Generalization is a machine learning concept that evaluates how a model performs on testing or unseen data. A model could score 99% accuracy on a training model, however if it cannot replicate the accuracy results then the model is useless. Our model could either underfit or overfit in these situations, all to say that they both fail to predict patterns in the data. Before we explain underfit and overfit, let's understand bias and variance.
Bias and variance are two predictive models that can differentiate a good model from a not so good model.
According to EliteDataScince, "Bias occurs when an algorithm has less flexibility to learn the true signal from a dataset." A model with high bias will be consistent with it's results however, it would be inaccurate. A good way to remember bias is to think about 'bias towards people'. If you are biased towards someone and would likely make wrong assumptions about them.
On the other hand, EliteDataScience explained variance as "algorithm's sensitivity to specific sets of training data". Such models are usually complex models that try to find patterns using variables that should have no affect. These models are accurate on average however, they are in consistent with their results. For instance, using your name to find the brand of toothpaste would be an example of high variance.
We should also understand that there is a trade off between the two. A high bias model, would be low variance and vice a versa. So as a data scientist you should be looking for a sweet spot.
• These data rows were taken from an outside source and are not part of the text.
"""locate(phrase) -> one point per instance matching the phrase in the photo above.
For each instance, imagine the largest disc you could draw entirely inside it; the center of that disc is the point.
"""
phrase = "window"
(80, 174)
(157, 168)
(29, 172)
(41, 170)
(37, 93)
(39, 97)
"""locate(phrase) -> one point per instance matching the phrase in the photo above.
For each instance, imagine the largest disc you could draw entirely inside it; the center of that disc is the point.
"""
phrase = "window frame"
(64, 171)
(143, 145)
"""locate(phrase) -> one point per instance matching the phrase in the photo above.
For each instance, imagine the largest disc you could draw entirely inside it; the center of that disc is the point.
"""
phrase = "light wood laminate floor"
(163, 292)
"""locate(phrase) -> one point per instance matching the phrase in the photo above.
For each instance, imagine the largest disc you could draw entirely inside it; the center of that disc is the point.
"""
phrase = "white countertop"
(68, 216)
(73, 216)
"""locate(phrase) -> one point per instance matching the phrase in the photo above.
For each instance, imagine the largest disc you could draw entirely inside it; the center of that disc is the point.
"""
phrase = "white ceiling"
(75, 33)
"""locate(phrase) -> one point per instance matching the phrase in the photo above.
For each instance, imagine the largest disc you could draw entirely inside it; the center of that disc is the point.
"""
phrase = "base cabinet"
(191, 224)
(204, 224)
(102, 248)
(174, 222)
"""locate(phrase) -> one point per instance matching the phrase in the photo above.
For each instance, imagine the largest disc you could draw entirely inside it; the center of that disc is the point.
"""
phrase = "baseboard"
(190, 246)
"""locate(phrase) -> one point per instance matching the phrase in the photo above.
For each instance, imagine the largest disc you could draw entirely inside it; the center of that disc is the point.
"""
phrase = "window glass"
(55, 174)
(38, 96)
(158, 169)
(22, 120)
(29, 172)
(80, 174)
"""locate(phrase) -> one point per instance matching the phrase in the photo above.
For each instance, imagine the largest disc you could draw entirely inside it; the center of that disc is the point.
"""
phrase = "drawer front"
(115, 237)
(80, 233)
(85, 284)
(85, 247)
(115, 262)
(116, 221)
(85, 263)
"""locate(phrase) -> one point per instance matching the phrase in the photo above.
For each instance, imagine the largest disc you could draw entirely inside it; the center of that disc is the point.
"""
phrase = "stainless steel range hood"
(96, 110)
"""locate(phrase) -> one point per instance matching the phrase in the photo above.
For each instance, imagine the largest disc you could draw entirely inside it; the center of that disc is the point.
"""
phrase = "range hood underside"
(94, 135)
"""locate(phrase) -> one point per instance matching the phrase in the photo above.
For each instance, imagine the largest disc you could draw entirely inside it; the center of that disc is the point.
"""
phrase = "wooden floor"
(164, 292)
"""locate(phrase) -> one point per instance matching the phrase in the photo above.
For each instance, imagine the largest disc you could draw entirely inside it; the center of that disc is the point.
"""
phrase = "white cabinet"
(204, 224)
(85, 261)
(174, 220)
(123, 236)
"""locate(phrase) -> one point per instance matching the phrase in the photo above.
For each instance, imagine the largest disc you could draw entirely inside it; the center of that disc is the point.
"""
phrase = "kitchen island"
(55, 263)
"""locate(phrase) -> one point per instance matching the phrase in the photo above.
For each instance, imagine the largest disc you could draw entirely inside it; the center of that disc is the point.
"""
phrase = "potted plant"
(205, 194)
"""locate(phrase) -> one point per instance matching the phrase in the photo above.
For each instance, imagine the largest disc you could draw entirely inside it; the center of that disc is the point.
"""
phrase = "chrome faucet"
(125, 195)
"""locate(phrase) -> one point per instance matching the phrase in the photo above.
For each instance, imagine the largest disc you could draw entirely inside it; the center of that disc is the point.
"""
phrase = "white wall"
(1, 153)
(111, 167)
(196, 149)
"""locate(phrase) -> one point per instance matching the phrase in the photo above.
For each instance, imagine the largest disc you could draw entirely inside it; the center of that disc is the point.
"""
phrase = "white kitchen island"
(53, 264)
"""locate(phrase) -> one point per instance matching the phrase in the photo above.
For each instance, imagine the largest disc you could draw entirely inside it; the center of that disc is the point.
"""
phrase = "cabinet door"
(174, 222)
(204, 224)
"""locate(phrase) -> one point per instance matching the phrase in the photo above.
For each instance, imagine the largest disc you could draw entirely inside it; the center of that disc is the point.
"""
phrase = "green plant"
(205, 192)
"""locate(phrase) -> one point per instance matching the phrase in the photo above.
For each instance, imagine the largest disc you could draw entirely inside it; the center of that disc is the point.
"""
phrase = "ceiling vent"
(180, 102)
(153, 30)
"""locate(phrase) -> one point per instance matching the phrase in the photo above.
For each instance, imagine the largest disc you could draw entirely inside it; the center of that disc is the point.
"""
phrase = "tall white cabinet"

So you might be wondering where does underfitting and overfitting falls?
Underfitting
Underfitting occurs when a model does not fit the training data set and therefore cannot be generalized on the new dataset. This could be result of a simple model, that is, there are not enough independent variables to predict the dependent variable. It could also occur when we use linear regression on non-linear dataset. If we have to explain underfitting model in terms of bias/variance, it would be high variance and low bias.
Overfitting
On the other hand, overfitting is a result of a few too many independent variable. Instead of learning the pattern, the model would just memorize the points. It would even consider the noisy points or outliers to find a pattern. Even though the training model would give exceptional predictions, the results would not be replicated on the test dataset. SO if you see 99% accuracy on your training dataset, be suspicious. This complex model would have high variance and low bias.
There are multiple techniques that are used to overcome both underfitting and overfitting however that is a post for another day.